15 thoughts on ““Betcher a Tanner!…”: Understanding Pre-Decimal British Currency

  1. Jason S. Ganz says:

    VERY well researched, correct lexicography for a financial dictionary, and a short, but very enjoyable read. LSD wasn’t even made as lysergic acid diethyalmide until 1938.

    Jason

     
  2. Tony Blowes says:

    The symbol -/2 does this mean two pence (tuppence)
    Would love to know
    Tony

     
    • scheong says:

      Hi Tony,
      Currency was expressed as the following (‘L’ used for the pound sign, since I don’t have one):

      L2 6s 3d = Two pounds, six shillings & thripence.
      4/2 = Four shillings & tuppence.
      5/- = Five shillings (no pence).
      3s 6d = Three shillings and sixpence.

      To my knowledge, “-/2” was not a recognised way of writing currency. It would’ve been written as “2d”, for “two pennies” or “tuppence”.

      You did occasionally have denominations written as: “1/2d” or “1/4d”. These were for the ha’penny (half-penny) and the farthing (quarter-penny) respectively.

       
  3. Matt says:

    Anyone who found it confusing (apart from tourists, maybe) must have been a bit of a dullard. The system is no different to feet and inches. So easy even the village idiot could use it with no probs.

     
  4. Beverly says:

    just 2 things to comment on……………… I was always led to believe that a Guinea was in fact £1.1s is this incorrect?
    AND ………………2/- is the way to write 2 shillings so maybe Tony just got it back to front?!

     
    • scheong says:

      Hi Beverly, thanks for reading. I always read that a Guinea was a pound sterling, but I might be wrong. I’m not sure. All my research told me as much.

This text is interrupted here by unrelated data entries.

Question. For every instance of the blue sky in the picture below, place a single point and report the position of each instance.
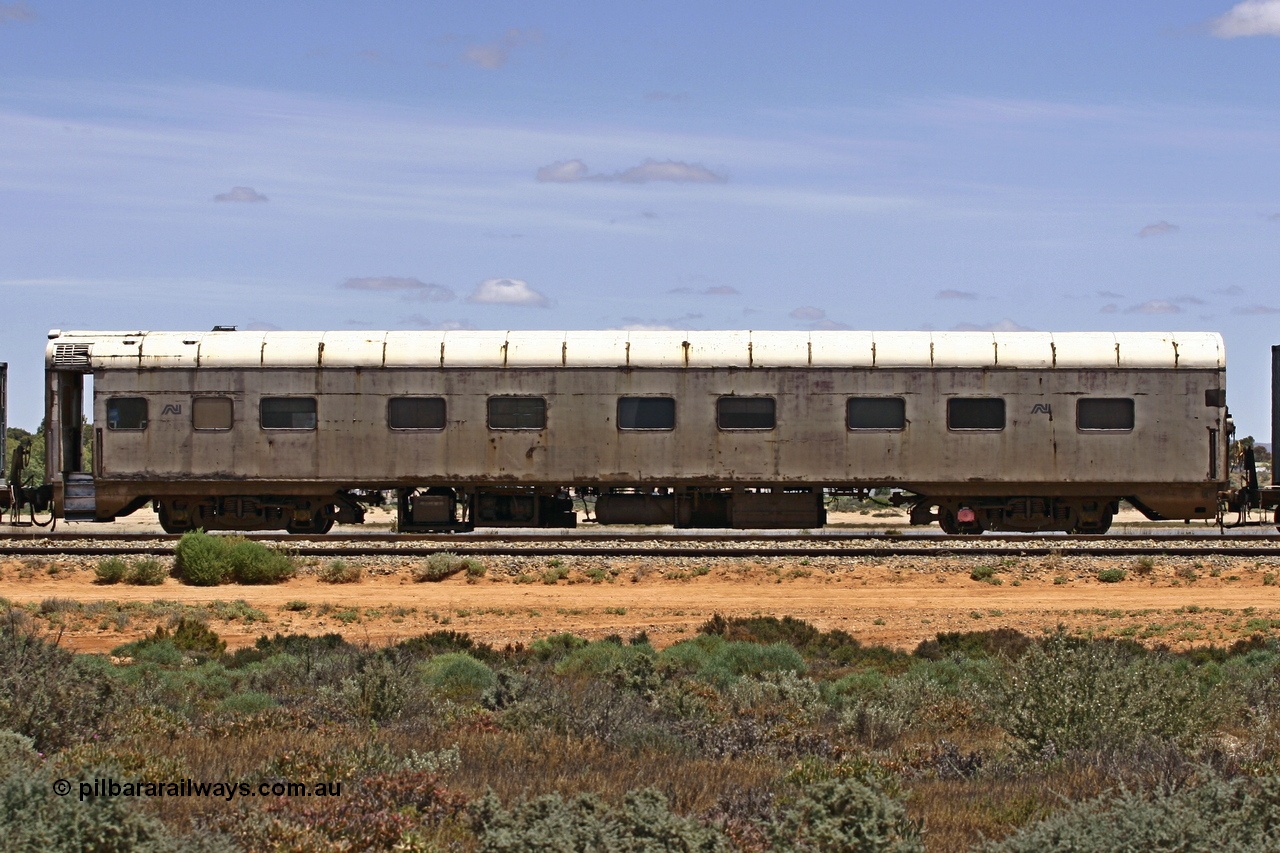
(901, 165)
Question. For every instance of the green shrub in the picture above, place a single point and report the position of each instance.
(1215, 815)
(1065, 694)
(641, 824)
(339, 571)
(982, 573)
(845, 815)
(252, 562)
(147, 571)
(438, 566)
(457, 674)
(247, 702)
(46, 693)
(35, 820)
(200, 560)
(110, 570)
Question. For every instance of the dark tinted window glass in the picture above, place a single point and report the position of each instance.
(517, 413)
(415, 413)
(745, 413)
(976, 413)
(211, 413)
(288, 413)
(877, 413)
(127, 413)
(647, 413)
(1105, 413)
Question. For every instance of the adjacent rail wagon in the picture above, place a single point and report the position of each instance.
(296, 430)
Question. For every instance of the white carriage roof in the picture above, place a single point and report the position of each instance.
(222, 350)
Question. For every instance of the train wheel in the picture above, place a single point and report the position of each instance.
(320, 524)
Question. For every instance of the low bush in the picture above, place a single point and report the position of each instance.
(457, 675)
(46, 693)
(202, 560)
(1217, 815)
(1065, 694)
(110, 570)
(641, 824)
(339, 571)
(438, 566)
(199, 560)
(845, 815)
(147, 571)
(252, 562)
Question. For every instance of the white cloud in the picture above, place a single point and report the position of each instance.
(241, 194)
(412, 287)
(16, 13)
(1153, 306)
(671, 170)
(1000, 325)
(816, 318)
(497, 53)
(566, 172)
(1248, 18)
(1157, 228)
(507, 291)
(426, 324)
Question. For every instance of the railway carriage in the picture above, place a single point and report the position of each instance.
(231, 429)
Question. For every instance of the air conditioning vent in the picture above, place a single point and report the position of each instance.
(71, 355)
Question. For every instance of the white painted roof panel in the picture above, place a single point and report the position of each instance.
(607, 349)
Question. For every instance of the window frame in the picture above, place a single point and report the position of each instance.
(1004, 416)
(444, 415)
(849, 427)
(488, 413)
(146, 415)
(196, 400)
(645, 429)
(315, 414)
(773, 404)
(1114, 430)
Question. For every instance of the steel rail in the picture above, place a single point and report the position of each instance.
(941, 550)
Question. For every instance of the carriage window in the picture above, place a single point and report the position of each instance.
(517, 413)
(211, 413)
(647, 413)
(127, 413)
(745, 413)
(976, 413)
(288, 413)
(877, 413)
(415, 413)
(1112, 414)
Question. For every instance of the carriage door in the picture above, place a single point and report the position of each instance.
(64, 416)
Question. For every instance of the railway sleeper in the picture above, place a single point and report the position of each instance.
(972, 516)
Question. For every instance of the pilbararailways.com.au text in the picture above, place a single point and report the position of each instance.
(227, 790)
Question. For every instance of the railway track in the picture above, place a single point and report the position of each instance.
(629, 544)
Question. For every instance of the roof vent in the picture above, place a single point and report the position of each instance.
(71, 355)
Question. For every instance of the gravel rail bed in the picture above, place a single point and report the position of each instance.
(1179, 548)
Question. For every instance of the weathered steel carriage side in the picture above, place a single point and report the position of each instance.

      Tony was asking how two pennies (“tuppence”) was expressed. As far as I know, pence, in the absence of all other denominations, was just expressed as ‘d’. So tuppence was ‘2d’, sixpence was ‘6d’ etc.

       
  5. Nobby says:

    Brings back some memories, although I remember the three pence coin being called a Threepenny bit. Plus, I believe the change to decimal was overnight and retailers rounded up all the prices causing a bit of an outrage at the time, short lived however.

     
    • scheong says:

      Hi Nobby,

      I’ve heard of both Thripence AND threepenny bit as well, but thripence seemed to be more common, so I included that one instead of the other.

       
  6. Tony Dean says:

    The Guinea was originally a One Pound gold coin worth 20 shillings silver (struck from gold mined in New Guinea), but with relative market fluctuations the price of gold in it went up to 21 shillings worth of silver – thus in the early 19th century it was replaced by a smaller gold “Sovereign” of 20 shillings. The older larger Guineas circulated for a long while alongside the slightly smaller Sovereigns. All the gold disappeared during the Great War when notes replaced higher value transactions – however, the Professions always had charged their fees in Guineas rather than Pounds (sovereigns) and continued to do so. Snobby or pretentious shops, apeing the professions, often advertised their prices in Guineas as an oblique way of saying to the masses that their custom was not welcome – “well-to-do only please!” This unbelievable practice continued into my youth in the 1960s, until swept away by the social revolution (and pending currency reform) of that decade!
    Does anyone know the origin of calling a sixpence piece a “Tanner”? Was it the price one paid a tanner to do some work perhaps in medieval times? Who knows?

     
  7. Simon says:

    Apart from the original term describing the old gold Guinea piece, the term “Guinea” came to mean one pound plus one shilling,
    often used as a bargaining trick to ‘seal the deal’

     
  8. J thornley says:

    I would be interested to find out the mean of “tanner” can you help? please.

     
  9. Jackie Carter says:

    A threepenny bit was called a joey,a guinea was £1 and 1 shilling,as Tony said it was originally £1 but very quickly became £1.1s.od,…..in the sixtys it was still fashionable for thing to be priced in guineas…very posh !

     
  10. Jim McHugh says:

    No such word as thripence – it was thrupence, or thrupenny bit.